Yes, General Washington and his army did cross the Delaware River on Christmas night, 1776. The problem was, the Hessians weren’t drunk. They weren’t even all that surprised. They had been expecting an attack for several days because they had spies too. But on that blustery cold morning in December, the billowing winds prevented their muskets from firing because, amid the wind, their flint mechanisms could not spark enough flame to ignite the gunpowder. What could happen? Presumably nothing, and so the Hessians assumed that nobody, nobody, would dare attack them on that particular morning.
“No Dummköpf could be that stupid!”
Then again…
“Oh Scheiβe!”
That quaint German word refers to manure.

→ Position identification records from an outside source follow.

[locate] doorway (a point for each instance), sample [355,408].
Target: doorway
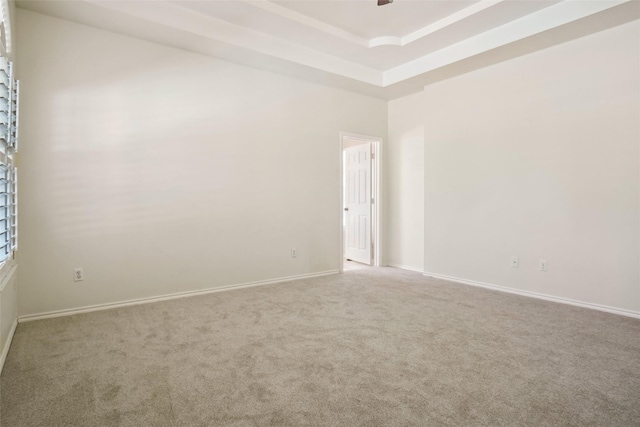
[360,201]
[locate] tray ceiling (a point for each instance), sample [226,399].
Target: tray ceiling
[386,51]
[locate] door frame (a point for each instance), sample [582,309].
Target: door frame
[376,193]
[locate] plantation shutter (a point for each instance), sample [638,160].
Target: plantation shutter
[9,89]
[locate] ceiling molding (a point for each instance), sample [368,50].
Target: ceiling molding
[267,34]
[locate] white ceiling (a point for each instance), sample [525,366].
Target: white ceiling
[384,51]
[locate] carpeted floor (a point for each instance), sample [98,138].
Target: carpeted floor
[372,347]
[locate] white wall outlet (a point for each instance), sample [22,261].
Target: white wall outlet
[544,266]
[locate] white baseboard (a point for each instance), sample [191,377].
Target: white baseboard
[7,344]
[138,301]
[406,267]
[620,311]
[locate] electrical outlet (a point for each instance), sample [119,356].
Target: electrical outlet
[544,265]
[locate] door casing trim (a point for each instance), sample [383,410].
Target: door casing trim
[377,195]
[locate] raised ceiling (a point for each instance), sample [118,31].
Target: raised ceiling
[385,51]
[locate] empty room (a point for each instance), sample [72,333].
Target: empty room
[320,212]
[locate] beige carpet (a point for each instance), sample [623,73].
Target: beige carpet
[373,347]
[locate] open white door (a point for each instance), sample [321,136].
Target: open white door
[358,203]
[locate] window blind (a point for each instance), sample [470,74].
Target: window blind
[9,94]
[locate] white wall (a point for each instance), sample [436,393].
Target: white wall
[405,183]
[161,171]
[539,157]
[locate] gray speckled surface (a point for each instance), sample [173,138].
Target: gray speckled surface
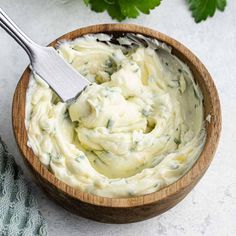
[210,209]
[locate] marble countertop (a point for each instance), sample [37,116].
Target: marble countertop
[210,209]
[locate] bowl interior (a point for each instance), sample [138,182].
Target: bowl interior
[211,106]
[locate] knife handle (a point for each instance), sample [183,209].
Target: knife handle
[21,38]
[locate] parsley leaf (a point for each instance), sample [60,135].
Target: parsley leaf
[122,9]
[202,9]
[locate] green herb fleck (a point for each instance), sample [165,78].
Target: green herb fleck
[110,123]
[177,141]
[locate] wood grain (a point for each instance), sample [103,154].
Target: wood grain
[132,209]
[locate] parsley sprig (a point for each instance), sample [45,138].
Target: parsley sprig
[122,9]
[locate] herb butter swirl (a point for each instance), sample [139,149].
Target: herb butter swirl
[138,128]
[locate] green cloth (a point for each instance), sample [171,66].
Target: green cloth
[19,214]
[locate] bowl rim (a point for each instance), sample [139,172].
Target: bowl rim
[185,182]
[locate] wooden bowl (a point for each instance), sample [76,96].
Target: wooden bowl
[131,209]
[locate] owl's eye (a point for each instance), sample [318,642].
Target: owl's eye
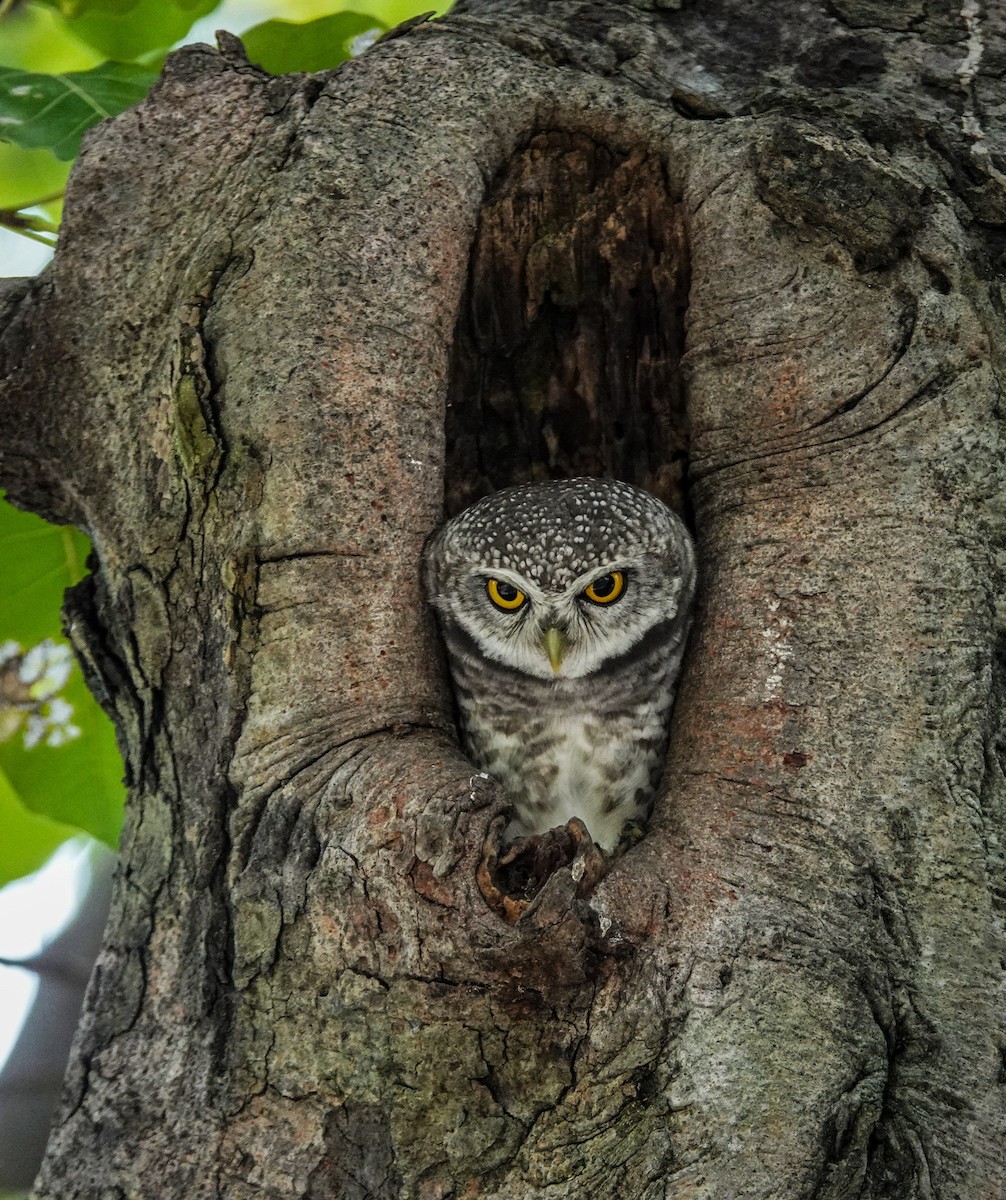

In this particular case it refers to the fact that both sides, both the Germans and the Americans, realized very abruptly that they now had to fight a real battle. With malfunctioning muskets.
It was not a fair fight. Not with professional German soldiers pitted against American farmers bundled up in grungy rags and, all too often, no shoes. The Germans lost. When you’re a German mercenary, stuck in a land where you don’t speak the language, where the weather is so frigid and windy that your musket malfunctions, and it is the day after Christmas — well, that’s okay. Life is an adventure! But the adventure gets very intimidating when the angry farmers you’re pitted against suddenly roll out eighteen loaded cannons. And your side has only six.
It was all over in an hour. The Hessians spent most of that time retreating.
If any of the Hessians did party the night before, it was their commander, Colonel Rall. Apparently he decided to party hard based upon the “intelligence” fed to him by John Honeyman. Later that evening, when a genuine Tory spy arrived to warn Rall that Washington’s army was on the move, Rall was so annoyed by this disturbance of his card game that he refused to admit the guy. The spy, astounded but undeterred, scribbled a note for Rall’s aide to pass along. Rall took the note from the aide and stuffed into in his coat pocket. Unread.
Honeyman, meanwhile, made himself conveniently absent from Trenton. With his true occupation still a secret, he spent the rest of the war hearing slurs that he was a Tory. Angry Patriots even charged him, time and again, with crimes related to being a Tory. Time and again, however, the charges got dropped, quietly, after somebody visited from Washington’s headquarters.
Spies are a secretive bunch, at least until they publish their memoirs. Honeyman never wrote any, and because spies like him dislike any official documentation of their activities — for who knows what traitors lurk among those ordinary bureaucrats? — little documentation exists. Consequently, some historians question whether Honeyman was indeed a spy for General Washington, despite what Honeyman’s descendents say. The naysayers theorize that the story, which Honeyman himself never told, has been embellished, perhaps from nothing.
Well, if the story is true, Honeyman covered his tracks pretty well, as a sneaky spy should. If the story is false — well, that means Honeyman ended up a pretty lucky Tory. For when the war ended, a great many Tories decided to skedaddle from the newly independent United States, most of them fleeing to England or Canada. But Honeymen and his family stayed put in New Jersey, unmolested. He died there, decades later, at the age of 93.